Djarot menyebut pembangunan PLTN ini potensial lantaran Indonesia memiliki uranium yang bisa diproduksi sekitar 70 ton setahun. Sayangnya, Undang-Undang No 10 Tahun 1997 tentang Ketenaganukliran tidak membolehkan Indonesia untuk melakukan eksploitasi uranium untuk kegiatan komersial.
Dengan aturan ini, artinya Indonesia harus impor uranium. “Itu bukan berarti kita ketergantungan dari luar karena naik turunnya harga uranium tidak berpengaruh terhadap harga listrik, pengaruh hanya 10 persen,” jelas dia.
Ke depan, pemerintah mesti mengubah UU tersebut. “Jadi kalu ada investor ingin mengeksploitasi uranium siapapun pengusahanya UU harus diubah dulu,” ungkap dia.
Di sisi lain, Batan mengklaim masyarakat Indonesia telah menyetujui pembangunan PLTN ini. Klaim ini berdasarkan polling nasional yang dilakukan BATAN di Pulau Jawa, Bali, dan Bangka, yang dilakukan rutin tiap tahun, sejak 2010 silam. Hasilnya, sebanyak 72% responden menyatakan mendukung PLTN.
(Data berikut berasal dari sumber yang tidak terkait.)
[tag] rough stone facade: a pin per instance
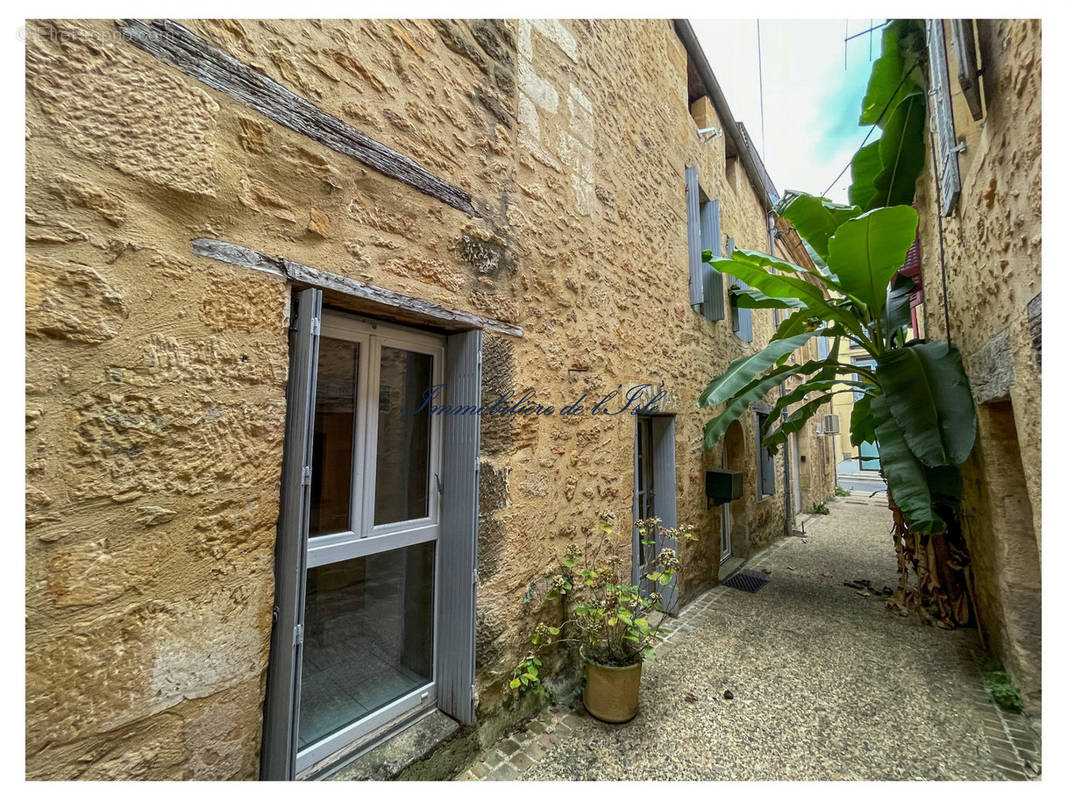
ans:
(156, 379)
(989, 302)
Djarot berpendapat, Indonesia harus mulai membangun PLTNuntuk mengantisipasi krisis listrik. “Kalau dibangun 2015, baru 2022 punya PLTN,” katanya.
Penggunaan nuklir sebagai sumber energi, sebaiknya jangan menunggu sumber energi lain habis. Misalnya minyak bumi, batubara, gas alam, dan energi baru terbarukan sudah dimanfaatkan. “Jangan sampai menunggu gelap baru membangunPLTN,” katanya.
Namun demikian, Pengamat Kelistrikan Fabby Tumiwa menilai, mengatasi listrik dengan PLTN belum ideal, apalagi PLTNmembutuhkan dana yang besar dan proses pembangunannya lama. “Lebih baik manfaatkan air, biomassa, dan panas bumi,” katanya. (Pratama Guitarra)
Sumber: tribunnews.com.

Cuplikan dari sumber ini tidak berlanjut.